The incompetence of polygraph examiners in performing the SPFE has already led to cases of courts refusing to accept the results of such examinations as evidence.

The critical comments expressed should not be considered as an attempt to close the road to the SPFE in practice.

On the contrary.

It is necessary to continue work on the scientific substantiation of the technology for performing IIP in the form of the SPFE.

Time will tell how the results obtained with the help of a polygraph will be used by procedural practice in the future.

However, having accepted for execution the strict requirements dictated by the criminal procedure law and forensic activity, those who work in the field of theory and practice of SPFE will be forced to improve the technology of the OIP and determine in which investigative situations, for which classes of cases the examination is justified and optimal.

Finally, the most important third issue, strategic — this is the issue of adopting the Federal Law «On the Use of the Polygraph».

The adoption of such a law is urgently needed for government agencies: it would stimulate lawmaking activity in federal departments, where legal regulation of the use of the OIP in the field of personnel work and operational-investigative practice clearly lags behind the requirements of today.

Such a law is even more necessary for the non-governmental sphere, where legal regulation of the use of OIP, indirectly falling under the effect of labor legislation, is in dire need of detailed regulation: its absence has already led to the abuse of the polygraph and, as a consequence, the violation of the rights of Russian citizens.
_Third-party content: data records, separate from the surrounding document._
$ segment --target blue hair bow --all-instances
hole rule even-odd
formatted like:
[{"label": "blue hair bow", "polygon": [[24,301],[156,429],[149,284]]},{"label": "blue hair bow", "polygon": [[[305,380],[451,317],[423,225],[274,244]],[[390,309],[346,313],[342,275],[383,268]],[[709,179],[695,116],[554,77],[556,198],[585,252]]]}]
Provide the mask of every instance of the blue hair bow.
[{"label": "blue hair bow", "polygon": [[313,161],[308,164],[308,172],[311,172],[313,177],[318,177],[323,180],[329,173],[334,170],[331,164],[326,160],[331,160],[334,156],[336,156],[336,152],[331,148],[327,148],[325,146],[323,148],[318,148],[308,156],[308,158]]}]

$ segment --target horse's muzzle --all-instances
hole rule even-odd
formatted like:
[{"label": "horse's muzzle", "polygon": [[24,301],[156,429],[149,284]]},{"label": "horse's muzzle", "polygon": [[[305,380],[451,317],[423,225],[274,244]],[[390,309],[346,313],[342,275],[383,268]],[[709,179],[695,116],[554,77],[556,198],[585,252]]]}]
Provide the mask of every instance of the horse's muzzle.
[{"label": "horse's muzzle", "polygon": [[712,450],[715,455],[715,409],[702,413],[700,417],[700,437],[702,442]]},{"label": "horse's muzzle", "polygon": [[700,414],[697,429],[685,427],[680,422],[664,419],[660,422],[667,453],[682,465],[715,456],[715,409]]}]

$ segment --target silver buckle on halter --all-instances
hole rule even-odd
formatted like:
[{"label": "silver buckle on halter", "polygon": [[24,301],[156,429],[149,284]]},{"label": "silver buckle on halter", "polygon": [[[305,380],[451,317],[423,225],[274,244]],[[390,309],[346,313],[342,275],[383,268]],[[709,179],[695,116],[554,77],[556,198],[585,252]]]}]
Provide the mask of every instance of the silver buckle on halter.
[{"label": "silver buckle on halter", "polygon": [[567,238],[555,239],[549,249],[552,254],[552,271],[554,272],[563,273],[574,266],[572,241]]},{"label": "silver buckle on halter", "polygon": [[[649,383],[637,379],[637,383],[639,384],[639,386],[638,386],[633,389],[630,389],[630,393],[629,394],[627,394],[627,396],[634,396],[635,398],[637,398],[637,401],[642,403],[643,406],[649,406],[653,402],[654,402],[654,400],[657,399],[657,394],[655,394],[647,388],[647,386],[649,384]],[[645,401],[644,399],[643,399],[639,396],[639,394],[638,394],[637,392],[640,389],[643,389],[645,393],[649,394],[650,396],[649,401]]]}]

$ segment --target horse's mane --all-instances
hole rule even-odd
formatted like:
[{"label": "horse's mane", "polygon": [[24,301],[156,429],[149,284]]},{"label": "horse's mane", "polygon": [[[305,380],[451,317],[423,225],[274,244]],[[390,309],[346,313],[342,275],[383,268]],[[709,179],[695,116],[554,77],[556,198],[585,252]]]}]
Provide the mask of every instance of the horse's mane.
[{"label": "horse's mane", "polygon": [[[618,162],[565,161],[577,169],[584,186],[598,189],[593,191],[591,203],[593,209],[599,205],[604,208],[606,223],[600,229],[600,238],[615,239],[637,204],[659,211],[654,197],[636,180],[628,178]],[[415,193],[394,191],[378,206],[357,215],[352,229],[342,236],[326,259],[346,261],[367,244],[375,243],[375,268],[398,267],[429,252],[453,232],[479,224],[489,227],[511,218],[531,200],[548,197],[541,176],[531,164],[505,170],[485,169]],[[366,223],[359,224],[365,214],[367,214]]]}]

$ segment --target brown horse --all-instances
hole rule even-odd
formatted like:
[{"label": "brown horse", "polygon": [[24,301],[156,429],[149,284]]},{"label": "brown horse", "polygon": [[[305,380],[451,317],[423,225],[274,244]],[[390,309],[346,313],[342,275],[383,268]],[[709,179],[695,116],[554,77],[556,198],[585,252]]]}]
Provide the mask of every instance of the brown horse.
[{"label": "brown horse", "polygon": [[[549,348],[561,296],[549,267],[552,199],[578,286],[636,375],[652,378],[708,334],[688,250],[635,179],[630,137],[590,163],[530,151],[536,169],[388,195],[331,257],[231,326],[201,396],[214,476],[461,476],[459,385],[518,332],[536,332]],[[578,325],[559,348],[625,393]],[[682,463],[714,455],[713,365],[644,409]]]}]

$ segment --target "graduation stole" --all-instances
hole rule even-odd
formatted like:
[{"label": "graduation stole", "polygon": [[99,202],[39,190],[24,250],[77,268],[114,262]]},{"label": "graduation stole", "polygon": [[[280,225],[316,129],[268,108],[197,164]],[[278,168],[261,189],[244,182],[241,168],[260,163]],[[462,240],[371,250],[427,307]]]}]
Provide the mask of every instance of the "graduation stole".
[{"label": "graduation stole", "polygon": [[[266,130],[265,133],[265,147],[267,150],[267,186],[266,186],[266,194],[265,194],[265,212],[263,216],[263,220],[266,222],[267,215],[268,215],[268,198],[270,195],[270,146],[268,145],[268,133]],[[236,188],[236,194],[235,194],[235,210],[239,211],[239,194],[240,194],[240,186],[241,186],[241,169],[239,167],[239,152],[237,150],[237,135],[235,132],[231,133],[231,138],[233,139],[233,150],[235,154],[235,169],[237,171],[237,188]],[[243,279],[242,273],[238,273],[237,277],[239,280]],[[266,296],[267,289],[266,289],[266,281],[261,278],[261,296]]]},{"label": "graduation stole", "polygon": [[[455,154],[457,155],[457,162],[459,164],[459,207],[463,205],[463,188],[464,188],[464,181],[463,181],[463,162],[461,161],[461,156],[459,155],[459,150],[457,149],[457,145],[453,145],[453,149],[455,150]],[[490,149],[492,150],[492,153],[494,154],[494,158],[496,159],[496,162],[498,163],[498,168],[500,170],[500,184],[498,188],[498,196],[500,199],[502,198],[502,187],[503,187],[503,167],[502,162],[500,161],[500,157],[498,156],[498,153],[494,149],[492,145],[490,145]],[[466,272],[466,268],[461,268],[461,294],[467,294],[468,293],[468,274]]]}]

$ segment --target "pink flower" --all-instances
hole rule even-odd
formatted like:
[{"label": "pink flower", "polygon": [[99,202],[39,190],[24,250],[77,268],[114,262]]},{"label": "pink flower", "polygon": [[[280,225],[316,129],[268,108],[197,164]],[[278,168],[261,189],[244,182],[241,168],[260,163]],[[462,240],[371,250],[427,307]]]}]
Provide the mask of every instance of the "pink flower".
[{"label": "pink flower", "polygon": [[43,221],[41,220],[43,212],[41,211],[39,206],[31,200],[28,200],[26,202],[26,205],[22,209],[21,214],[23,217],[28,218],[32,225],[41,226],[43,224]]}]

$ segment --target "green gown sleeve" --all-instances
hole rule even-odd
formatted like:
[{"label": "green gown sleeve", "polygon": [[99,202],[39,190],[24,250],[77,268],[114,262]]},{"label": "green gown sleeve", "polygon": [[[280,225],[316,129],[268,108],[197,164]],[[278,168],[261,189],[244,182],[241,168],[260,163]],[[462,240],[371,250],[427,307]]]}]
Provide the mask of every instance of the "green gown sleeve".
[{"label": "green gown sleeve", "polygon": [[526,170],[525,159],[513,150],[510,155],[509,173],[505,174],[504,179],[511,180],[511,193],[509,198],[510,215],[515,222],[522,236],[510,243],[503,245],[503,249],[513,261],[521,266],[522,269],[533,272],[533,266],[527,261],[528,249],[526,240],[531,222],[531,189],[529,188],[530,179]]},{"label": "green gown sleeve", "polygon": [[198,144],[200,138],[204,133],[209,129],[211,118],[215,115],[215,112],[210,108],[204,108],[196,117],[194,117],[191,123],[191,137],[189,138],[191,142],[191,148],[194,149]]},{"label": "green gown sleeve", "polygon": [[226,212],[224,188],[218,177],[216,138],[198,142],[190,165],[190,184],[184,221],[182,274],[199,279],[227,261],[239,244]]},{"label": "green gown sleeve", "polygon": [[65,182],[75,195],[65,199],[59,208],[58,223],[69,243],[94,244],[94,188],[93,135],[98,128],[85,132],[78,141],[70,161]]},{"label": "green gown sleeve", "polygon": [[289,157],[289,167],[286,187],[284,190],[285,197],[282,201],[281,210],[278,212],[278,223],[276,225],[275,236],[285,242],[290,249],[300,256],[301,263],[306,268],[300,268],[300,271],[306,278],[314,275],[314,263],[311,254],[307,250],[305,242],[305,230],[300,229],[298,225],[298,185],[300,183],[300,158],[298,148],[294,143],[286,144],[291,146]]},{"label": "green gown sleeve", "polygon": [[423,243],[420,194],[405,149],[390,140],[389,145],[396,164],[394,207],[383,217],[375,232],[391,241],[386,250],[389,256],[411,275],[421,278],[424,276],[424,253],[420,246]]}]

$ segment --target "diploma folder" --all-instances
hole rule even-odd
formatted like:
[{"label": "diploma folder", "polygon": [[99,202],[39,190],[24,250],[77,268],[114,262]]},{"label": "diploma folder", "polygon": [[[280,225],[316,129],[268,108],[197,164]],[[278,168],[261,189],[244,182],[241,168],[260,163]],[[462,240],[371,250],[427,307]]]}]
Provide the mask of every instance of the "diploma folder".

The Federal Law «On the Use of the Polygraph» would establish uniform standards for the use of the polygraph in all spheres of society (in particular, the procedure and system for training polygraph examiners), and many of the shortcomings and absurdities in the use of the IIP, observed at present and well known to polygraph examiners, would lose their basis for existence.

Literature.

1 Forensic Science. Textbook/edited by prof. A.F. Volynsky and V.P. Lavrov. Moscow: UNITY-DANA, 2008. Pp. 302-217.

2 Kozhemseitov S. N. Problems and Achievements of the Use of the Polygraph in the Republic of Kazakhstan //Actual Problems of Special Psychophysiological Research and Prospects for Their Use in the Fight Against Crime: Proceedings of the VII International Scientific and Practical Conference. Krasnodar: KubSTU Publishing House, 2006. Page 88.

3 Semenov V.A. Use of a Polygraph in the Production of Individual Investigative Actions //Current Issues of Special Psychophysiological Research and Prospects for Their Use in the Fight Against Crime: Proceedings of the IX International Scientific and Practical Conference. Krasnodar: KubSTU Publishing House, 2006. Page 111.